Charging While Wall-Warting

[Robert Reed]

Thanks MrAl
Will download and play around with it. If I hit any stumbling blocks, I will take you up on your kind offer.

[smariotti]

You still have to mention your output currents so we can make sure
your regulators dont overheat.

Thanks for your continued help and analysis. The thought process itself is as useful for me to understand as the information that it carries. There are many independent axes of constraint that I hadn't been considering---not having had any hard engineering background. (My background is in computer science, which has very different requirements specification approaches.)

Here's the board I put together last night. I'm trying to save space as all of this (including batteries) needs to fit inside a portable enclosure.



Mild first degree burns on the thumb and forefinger notwithstanding, it was a fun thing to build. The output wires are on the right hand side of the board going to the right. From top to bottom they are: black (ground), green (3.3v), red (5.5v), blue (8.4v (straight off the battery pack) as I needed to add an additional voltage requirement... 7.5v-ish.)

Right off the bat I can see that I need a better resistor than that 1/4W one that leads from the wall supply's + lead. From what you described, I'll want a 5W one.
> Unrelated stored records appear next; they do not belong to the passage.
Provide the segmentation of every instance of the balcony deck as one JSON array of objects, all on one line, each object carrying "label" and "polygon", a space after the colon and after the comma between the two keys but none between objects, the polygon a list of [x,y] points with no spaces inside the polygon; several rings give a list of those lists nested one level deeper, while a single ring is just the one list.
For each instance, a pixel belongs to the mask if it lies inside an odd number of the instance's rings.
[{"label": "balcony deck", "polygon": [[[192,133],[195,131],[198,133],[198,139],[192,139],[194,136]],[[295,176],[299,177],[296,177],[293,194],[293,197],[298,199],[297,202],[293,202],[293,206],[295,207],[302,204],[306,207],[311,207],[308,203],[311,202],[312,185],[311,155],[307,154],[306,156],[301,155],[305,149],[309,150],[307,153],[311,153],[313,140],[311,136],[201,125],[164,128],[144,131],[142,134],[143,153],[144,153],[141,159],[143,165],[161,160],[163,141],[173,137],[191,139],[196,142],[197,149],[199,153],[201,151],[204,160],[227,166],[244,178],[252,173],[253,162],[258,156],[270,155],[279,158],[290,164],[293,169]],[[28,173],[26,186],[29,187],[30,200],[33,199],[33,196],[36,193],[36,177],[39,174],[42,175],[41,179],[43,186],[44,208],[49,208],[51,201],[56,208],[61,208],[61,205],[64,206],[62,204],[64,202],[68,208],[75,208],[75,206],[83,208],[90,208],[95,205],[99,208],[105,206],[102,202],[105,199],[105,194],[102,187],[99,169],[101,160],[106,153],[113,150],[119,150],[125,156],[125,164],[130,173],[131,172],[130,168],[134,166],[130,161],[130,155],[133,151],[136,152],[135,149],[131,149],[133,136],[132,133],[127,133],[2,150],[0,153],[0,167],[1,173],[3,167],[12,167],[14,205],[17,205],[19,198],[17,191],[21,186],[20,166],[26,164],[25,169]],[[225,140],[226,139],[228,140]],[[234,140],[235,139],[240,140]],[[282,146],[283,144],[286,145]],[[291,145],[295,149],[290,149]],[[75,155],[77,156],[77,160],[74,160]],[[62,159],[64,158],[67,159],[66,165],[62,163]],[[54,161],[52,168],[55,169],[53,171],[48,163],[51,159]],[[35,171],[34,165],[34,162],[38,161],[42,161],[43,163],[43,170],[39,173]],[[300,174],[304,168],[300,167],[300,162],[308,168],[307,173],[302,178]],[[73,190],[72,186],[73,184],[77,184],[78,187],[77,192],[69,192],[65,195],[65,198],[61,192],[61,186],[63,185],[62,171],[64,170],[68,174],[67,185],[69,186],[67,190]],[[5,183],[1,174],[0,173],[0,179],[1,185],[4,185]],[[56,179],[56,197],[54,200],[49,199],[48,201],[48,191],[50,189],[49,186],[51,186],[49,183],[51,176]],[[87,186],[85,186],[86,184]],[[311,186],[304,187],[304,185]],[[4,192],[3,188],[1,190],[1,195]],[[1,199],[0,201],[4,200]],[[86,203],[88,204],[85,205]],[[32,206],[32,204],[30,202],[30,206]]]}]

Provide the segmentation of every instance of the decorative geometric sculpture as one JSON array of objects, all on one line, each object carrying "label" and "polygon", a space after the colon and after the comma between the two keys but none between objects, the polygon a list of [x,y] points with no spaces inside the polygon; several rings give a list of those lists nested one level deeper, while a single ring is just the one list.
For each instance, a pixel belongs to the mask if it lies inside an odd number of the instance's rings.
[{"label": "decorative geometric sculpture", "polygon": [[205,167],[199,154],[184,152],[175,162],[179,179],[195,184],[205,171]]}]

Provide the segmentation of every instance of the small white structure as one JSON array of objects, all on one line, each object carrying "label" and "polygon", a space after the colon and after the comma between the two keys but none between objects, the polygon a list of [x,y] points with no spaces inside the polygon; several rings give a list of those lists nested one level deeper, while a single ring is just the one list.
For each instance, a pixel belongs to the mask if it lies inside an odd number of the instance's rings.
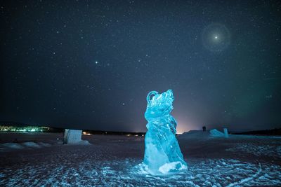
[{"label": "small white structure", "polygon": [[223,137],[224,134],[216,129],[212,129],[210,130],[210,135],[214,137]]},{"label": "small white structure", "polygon": [[81,137],[82,135],[81,130],[65,130],[63,137],[63,144],[77,144],[81,142]]},{"label": "small white structure", "polygon": [[223,132],[224,132],[224,137],[228,138],[228,128],[223,128]]}]

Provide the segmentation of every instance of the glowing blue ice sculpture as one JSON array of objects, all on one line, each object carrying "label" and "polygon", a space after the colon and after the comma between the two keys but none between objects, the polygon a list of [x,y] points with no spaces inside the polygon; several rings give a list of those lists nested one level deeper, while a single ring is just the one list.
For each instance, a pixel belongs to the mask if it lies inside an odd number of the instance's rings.
[{"label": "glowing blue ice sculpture", "polygon": [[145,169],[154,175],[176,173],[187,169],[176,138],[176,121],[173,109],[173,91],[148,93],[145,113],[148,123],[145,138]]}]

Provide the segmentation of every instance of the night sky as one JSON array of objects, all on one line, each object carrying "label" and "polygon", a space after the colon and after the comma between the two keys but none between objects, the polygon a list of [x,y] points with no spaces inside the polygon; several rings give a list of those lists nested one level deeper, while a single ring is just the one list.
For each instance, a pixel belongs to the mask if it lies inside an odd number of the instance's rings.
[{"label": "night sky", "polygon": [[1,1],[0,121],[145,132],[281,127],[279,1]]}]

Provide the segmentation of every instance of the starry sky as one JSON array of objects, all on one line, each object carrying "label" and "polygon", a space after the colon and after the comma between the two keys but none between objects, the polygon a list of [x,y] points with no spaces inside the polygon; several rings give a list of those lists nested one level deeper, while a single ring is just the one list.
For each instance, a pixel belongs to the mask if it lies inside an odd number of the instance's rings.
[{"label": "starry sky", "polygon": [[0,121],[145,132],[174,91],[178,132],[281,127],[279,1],[1,1]]}]

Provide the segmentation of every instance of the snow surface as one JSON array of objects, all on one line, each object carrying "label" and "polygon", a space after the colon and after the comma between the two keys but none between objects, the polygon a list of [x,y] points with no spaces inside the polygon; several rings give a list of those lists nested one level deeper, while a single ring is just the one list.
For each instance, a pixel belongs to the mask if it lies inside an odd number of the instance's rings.
[{"label": "snow surface", "polygon": [[[0,153],[0,186],[281,186],[280,138],[230,134],[228,139],[208,135],[200,139],[200,134],[206,134],[194,133],[177,137],[188,169],[157,176],[141,167],[143,137],[83,136],[90,145],[63,145],[53,141],[58,134],[50,134],[45,140],[39,137],[40,141],[32,137],[30,139],[40,148],[19,143],[24,148],[11,146]],[[28,134],[22,136],[29,139]],[[0,139],[4,139],[1,134]],[[4,144],[8,147],[6,142]]]}]

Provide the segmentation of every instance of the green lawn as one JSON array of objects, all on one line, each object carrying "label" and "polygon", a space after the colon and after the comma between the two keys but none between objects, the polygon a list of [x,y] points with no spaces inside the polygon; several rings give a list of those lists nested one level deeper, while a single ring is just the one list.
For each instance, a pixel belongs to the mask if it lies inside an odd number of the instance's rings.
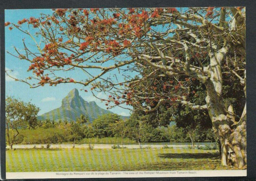
[{"label": "green lawn", "polygon": [[196,149],[17,149],[6,151],[6,171],[223,170],[217,150]]}]

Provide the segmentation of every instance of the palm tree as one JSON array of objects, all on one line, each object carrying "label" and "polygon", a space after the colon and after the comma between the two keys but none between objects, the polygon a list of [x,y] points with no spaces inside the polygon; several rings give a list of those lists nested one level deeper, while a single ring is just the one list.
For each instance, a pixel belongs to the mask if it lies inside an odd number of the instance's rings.
[{"label": "palm tree", "polygon": [[82,124],[87,122],[89,120],[89,119],[88,119],[88,117],[85,116],[83,114],[81,114],[80,115],[80,118],[77,118],[76,119],[77,122],[79,121],[80,123]]}]

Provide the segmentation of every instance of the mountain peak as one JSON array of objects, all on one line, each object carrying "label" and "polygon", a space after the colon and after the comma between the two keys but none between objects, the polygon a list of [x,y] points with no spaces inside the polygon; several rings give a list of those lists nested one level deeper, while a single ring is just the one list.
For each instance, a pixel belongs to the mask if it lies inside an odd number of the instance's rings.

Some details about the load:

I'm driving three separate devices: a LCD flat panel display (300mA @ 7.5v (currently 8.4v straight from the battery pack)), an electronic game device designed for battery operation (250mA @ 3.3v) and a PS/2 keyboard (< 100mA @ 5.0v.)

That's ~650mA not counting the regulators themselves, which I'm sure draw something. At any rate, I'm well under 1A for the total load.

The Wall Wart I'm using outputs 12v at 2A I believe (I need to check that when I get home.)

[MrAl]

Hi again,

Just a thought...if you can connect your 3.3v regulator to the main
supply instead of the output of the 5v regulator you might get away
without needing any heatsinks for the 5v regulators. With the
3.3v reg connected as you have drawn, it pulls an extra 250ma
through the regulators so that means they have to pass 350ma
instead of 100ma, which is quite a difference.
I didnt look up your part for the 3.3v reg though so check that out
to find out if it can take a higher input voltage.

[Sambuchi]

Mr Al I would like to say thanks for your input on this topic.. I've been following this thread for the past week. I too am doing the same thing with a small project that is near completion... hope to post it here shortly.

smariotti- your board looks great!

Thanks again.

Tony

[MrAl]

Hi again Tony,

Ok good luck with it, and yes i'd like to hear how the project goes
as you get it completed.

[smariotti]

Just a thought...if you can connect your 3.3v regulator to the main supply instead of the output of the 5v regulator you might get away
without needing any heatsinks for the 5v regulators. With the 3.3v reg connected as you have drawn, it pulls an extra 250ma through the regulators so that means they have to pass 350ma instead of 100ma, which is quite a difference. I didnt look up your part for the 3.3v reg though so check that out
to find out if it can take a higher input voltage.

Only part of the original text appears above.